= The Poetry Collection =

Collection at the University at Buffalo Libraries

A University at Buffalo Libraries Special Collection, The Poetry Collection is a collection devoted to 20th-century poetry in English and English translation. Founded in 1937 by professor and poet Charles D. Abbott, the university's first director of libraries, it was the first institutional repository in the United States to systematically collect modern poetry and contemporary poets' working manuscripts. It was followed by similar collections at Yale University, Princeton University, the Library of Congress, and many other institutions.

The Poetry Collection contains over 140,000 titles of Anglophone poetry, making it the largest poetry library of its kind in North America.
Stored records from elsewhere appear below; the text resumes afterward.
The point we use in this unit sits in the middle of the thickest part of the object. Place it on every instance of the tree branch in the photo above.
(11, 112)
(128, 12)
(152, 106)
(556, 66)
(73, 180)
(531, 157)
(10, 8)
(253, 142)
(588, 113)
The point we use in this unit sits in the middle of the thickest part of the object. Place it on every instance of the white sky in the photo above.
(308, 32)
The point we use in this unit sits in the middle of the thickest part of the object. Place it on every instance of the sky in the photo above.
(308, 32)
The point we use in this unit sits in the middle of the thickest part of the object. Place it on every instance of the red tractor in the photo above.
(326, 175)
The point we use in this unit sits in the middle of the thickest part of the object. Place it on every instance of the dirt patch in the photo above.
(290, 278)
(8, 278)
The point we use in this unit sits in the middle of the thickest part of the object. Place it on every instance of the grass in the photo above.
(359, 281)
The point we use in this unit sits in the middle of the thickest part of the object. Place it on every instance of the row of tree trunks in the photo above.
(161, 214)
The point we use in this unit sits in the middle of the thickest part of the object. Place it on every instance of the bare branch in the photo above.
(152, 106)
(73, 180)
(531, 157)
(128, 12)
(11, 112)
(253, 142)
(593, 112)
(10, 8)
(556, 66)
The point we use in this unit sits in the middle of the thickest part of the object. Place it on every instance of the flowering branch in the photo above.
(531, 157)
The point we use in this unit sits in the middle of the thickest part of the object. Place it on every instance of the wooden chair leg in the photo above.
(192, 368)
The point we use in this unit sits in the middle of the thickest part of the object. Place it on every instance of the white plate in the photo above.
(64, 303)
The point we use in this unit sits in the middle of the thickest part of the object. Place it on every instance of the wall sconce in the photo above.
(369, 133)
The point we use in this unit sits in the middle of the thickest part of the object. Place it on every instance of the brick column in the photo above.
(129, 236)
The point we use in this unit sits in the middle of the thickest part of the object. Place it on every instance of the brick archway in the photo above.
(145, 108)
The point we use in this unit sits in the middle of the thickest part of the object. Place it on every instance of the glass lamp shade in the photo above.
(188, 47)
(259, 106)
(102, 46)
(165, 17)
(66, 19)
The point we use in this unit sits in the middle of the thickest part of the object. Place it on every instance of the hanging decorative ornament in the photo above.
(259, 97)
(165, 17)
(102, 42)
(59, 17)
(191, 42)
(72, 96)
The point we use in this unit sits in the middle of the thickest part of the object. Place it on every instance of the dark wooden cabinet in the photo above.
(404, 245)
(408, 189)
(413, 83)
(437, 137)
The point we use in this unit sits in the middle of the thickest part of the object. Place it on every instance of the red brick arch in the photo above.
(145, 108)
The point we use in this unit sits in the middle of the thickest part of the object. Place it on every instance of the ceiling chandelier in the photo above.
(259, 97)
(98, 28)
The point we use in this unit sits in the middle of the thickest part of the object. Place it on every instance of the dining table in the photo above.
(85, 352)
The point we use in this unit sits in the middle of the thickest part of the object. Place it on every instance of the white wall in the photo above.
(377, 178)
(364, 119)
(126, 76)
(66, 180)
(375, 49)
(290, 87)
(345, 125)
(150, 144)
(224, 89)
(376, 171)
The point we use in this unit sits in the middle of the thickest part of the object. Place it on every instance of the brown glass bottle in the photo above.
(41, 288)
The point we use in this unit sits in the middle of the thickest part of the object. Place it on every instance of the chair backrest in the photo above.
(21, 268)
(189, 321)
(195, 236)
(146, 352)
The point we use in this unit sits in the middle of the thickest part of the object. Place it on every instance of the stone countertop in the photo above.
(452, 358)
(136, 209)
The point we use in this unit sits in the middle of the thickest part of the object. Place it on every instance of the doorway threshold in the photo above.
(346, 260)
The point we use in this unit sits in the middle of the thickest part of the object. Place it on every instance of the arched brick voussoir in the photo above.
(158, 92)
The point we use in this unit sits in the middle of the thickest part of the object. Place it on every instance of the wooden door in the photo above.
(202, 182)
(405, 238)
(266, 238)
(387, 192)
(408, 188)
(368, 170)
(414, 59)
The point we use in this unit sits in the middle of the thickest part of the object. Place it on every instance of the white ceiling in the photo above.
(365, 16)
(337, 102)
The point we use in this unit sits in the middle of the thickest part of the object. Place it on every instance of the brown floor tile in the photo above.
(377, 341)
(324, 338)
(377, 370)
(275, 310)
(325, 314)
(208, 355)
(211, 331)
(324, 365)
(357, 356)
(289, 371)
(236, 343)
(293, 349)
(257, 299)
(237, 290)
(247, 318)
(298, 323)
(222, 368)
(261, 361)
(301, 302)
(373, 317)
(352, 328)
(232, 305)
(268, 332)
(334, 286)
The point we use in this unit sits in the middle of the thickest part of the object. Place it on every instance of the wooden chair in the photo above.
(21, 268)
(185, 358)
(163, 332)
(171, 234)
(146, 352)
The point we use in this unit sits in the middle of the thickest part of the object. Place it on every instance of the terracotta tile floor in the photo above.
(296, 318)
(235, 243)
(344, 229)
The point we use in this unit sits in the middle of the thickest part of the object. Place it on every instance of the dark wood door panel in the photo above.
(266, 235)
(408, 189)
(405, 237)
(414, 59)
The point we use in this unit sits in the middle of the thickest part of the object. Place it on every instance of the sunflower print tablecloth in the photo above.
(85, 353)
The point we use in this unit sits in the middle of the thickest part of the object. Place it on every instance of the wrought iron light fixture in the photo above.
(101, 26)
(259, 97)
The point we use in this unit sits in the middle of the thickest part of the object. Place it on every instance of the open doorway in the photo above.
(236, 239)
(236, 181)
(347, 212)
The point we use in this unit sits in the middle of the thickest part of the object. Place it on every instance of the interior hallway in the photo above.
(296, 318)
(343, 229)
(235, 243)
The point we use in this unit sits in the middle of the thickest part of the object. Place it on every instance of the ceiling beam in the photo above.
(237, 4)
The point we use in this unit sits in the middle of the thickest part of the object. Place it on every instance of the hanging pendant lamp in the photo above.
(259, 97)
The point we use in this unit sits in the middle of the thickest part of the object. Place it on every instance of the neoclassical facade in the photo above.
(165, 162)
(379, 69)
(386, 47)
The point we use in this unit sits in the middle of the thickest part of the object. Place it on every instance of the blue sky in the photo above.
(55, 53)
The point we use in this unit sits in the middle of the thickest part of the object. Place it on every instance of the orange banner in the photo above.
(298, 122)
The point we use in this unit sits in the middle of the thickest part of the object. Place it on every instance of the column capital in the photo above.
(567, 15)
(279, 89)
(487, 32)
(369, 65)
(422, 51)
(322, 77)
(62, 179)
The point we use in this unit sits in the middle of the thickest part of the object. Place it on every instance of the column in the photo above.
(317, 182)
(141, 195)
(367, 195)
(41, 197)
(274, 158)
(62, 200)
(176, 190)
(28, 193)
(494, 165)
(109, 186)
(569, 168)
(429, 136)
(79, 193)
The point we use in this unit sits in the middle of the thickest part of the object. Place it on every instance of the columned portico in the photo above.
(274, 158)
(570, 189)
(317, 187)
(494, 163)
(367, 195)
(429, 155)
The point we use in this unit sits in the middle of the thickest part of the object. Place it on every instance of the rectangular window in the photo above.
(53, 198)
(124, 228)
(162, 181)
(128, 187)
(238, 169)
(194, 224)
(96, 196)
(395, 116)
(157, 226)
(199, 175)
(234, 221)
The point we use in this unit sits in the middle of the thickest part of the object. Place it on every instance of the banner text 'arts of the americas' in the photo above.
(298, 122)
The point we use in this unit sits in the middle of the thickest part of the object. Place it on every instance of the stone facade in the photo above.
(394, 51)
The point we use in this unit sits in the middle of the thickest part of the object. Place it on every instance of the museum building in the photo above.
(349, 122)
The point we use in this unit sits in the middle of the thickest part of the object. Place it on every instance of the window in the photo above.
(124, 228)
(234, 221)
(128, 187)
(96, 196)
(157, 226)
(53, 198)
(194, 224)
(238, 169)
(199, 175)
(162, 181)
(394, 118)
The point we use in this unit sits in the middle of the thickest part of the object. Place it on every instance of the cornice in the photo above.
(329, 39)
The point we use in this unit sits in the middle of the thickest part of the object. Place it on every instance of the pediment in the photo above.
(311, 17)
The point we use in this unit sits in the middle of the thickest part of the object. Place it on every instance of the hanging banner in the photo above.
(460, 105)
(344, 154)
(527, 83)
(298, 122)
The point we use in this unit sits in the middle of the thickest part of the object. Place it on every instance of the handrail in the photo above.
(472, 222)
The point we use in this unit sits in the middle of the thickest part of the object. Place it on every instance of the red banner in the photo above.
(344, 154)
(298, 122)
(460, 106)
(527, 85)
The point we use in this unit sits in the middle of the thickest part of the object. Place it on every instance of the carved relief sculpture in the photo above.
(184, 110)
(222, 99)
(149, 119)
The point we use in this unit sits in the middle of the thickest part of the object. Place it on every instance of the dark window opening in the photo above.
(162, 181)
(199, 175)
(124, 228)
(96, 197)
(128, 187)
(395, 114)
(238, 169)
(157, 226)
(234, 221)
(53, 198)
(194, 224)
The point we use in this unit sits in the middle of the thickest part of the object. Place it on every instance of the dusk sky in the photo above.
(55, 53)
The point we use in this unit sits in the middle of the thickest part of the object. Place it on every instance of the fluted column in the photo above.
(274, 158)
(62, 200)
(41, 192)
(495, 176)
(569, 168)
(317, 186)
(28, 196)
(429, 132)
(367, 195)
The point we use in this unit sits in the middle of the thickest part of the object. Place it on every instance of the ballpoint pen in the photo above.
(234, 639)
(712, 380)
Also included in the collection are recordings of poets reading from their own works, poets' notebooks; letters and manuscripts; and 9,000 titles of past and current periodicals including literary journals and "little magazines".

In addition, there are more than 150 named collections of poets' archives and manuscripts. Best known is the James Joyce Collection, which was added to the Poetry Collection between 1950 and 1968 in six installments from four main sources. Reproduced manuscripts from the collection in facsimile were compiled and published as The James Joyce Archive in 1978.

Poet Robert Graves sold his manuscripts to the Poetry Collection in 1960. In 2012, physics professor emeritus Jonathan Reichert gifted his father's personal collection of Robert Frost's archives as the Victor E. Reichert Robert Frost Collection.